Sharing GPU Resources

Often times, teams are running big ML models on instances with GPU resources.

GPU instances are expensive! You want to make sure that you’re utilizing the GPUs you’re paying for!

Without configuration

To deploy a pipeline that relies on GPU, you’ll already have set the gpu resource requirement in the pipeline specification. But Pachyderm workers by default are long lived ... the worker is spun up and waits for new input. That works great for pipelines that are processing a lot of new incoming commits.

For ML workflows, especially during the development cycle, you probably will see lower volume of input commits. Which means that you could have your pipeline workers ‘taking’ the GPU resource as far as k8s is concerned, but ‘idling’ as far as you’re concerned.

Let’s use an example.

Let’s say your cluster has a single GPU node with 2 GPUs. Let’s say you have a pipeline running that requires 1 GPU. You’ve trained some models, and found the results were surprising. You suspect your feature extraction code, and are delving into debugging that stage of your pipeline. Meanwhile, the worker you’ve spun up for your GPU training job is sitting idle, but telling k8s it’s using the GPU instance.
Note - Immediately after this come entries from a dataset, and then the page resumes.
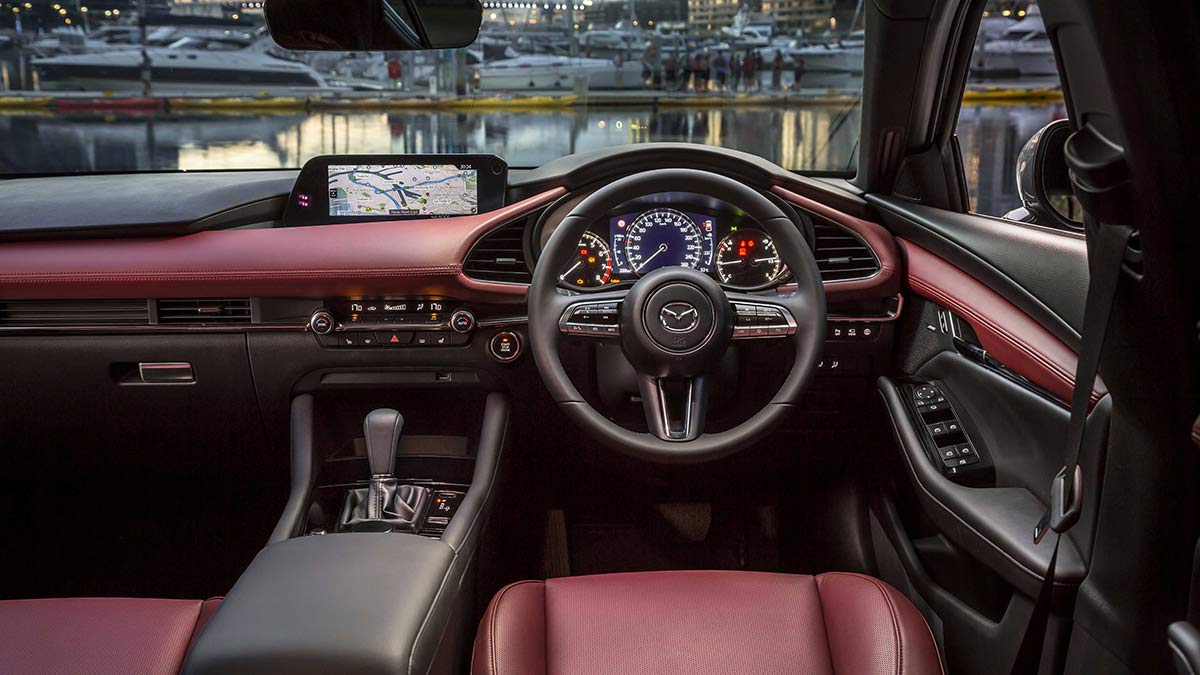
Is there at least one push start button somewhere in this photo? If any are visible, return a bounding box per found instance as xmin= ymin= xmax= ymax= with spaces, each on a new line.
xmin=487 ymin=330 xmax=521 ymax=363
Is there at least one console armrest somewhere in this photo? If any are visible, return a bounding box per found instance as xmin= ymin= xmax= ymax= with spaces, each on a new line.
xmin=182 ymin=533 xmax=455 ymax=675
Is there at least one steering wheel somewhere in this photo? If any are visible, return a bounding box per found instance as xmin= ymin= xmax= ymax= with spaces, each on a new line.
xmin=528 ymin=168 xmax=826 ymax=464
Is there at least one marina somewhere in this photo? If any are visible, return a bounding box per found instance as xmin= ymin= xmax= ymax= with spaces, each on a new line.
xmin=0 ymin=0 xmax=1062 ymax=215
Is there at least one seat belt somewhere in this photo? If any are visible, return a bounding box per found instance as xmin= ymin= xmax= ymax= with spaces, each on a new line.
xmin=1010 ymin=154 xmax=1134 ymax=675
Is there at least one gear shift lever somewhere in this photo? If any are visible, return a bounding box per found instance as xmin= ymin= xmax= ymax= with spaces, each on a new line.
xmin=341 ymin=408 xmax=428 ymax=532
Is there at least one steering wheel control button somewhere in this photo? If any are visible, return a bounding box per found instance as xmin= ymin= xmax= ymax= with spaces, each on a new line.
xmin=733 ymin=303 xmax=796 ymax=339
xmin=487 ymin=330 xmax=521 ymax=363
xmin=558 ymin=300 xmax=620 ymax=338
xmin=308 ymin=310 xmax=335 ymax=335
xmin=450 ymin=310 xmax=475 ymax=333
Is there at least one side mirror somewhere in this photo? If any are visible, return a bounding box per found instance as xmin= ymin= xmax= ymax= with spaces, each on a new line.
xmin=263 ymin=0 xmax=484 ymax=52
xmin=1004 ymin=120 xmax=1084 ymax=229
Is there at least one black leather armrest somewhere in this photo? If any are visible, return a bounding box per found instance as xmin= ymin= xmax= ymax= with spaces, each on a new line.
xmin=182 ymin=533 xmax=455 ymax=675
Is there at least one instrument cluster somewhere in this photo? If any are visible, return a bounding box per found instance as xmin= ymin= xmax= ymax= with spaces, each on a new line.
xmin=558 ymin=204 xmax=788 ymax=289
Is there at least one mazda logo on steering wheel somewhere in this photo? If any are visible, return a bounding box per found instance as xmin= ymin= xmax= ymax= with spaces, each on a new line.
xmin=659 ymin=303 xmax=700 ymax=333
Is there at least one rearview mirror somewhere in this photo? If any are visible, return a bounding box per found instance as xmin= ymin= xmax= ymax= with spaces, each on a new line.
xmin=263 ymin=0 xmax=484 ymax=52
xmin=1004 ymin=120 xmax=1084 ymax=229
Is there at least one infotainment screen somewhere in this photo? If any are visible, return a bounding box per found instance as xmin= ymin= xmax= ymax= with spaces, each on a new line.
xmin=283 ymin=155 xmax=509 ymax=227
xmin=329 ymin=165 xmax=479 ymax=216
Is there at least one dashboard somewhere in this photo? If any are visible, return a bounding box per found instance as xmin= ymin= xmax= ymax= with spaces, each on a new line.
xmin=539 ymin=192 xmax=811 ymax=291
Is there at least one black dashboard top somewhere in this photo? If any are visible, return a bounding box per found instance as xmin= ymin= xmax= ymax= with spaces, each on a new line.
xmin=0 ymin=143 xmax=869 ymax=240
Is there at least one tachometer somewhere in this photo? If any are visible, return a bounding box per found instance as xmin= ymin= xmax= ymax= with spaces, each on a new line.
xmin=558 ymin=232 xmax=612 ymax=287
xmin=716 ymin=229 xmax=786 ymax=288
xmin=625 ymin=209 xmax=712 ymax=274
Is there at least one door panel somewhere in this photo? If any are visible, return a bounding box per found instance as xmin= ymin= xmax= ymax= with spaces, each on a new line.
xmin=866 ymin=195 xmax=1088 ymax=351
xmin=871 ymin=198 xmax=1111 ymax=674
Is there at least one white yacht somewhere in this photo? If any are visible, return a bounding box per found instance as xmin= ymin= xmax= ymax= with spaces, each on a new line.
xmin=784 ymin=30 xmax=865 ymax=74
xmin=32 ymin=31 xmax=330 ymax=95
xmin=479 ymin=54 xmax=642 ymax=91
xmin=976 ymin=5 xmax=1058 ymax=77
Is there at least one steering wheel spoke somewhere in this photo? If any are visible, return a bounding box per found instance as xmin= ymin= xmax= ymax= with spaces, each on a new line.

Now your coworker is actively trying to develop their GPU model with their pipeline. Their model requires 2 GPUs. But your pipeline is still marked as using 1 GPU, so their pipeline can’t run!

Configuring your pipelines to share GPUs

Whenever you have a limited amount of a resource on your cluster (in this case GPU), you want to make sure you’ve specified how much of that resource you need via the resource_requests as part of your pipeline specification. But, you also need to make sure you set the standby field to true so that if your pipeline is not getting used, the worker pods get spun down and you free the GPU resource.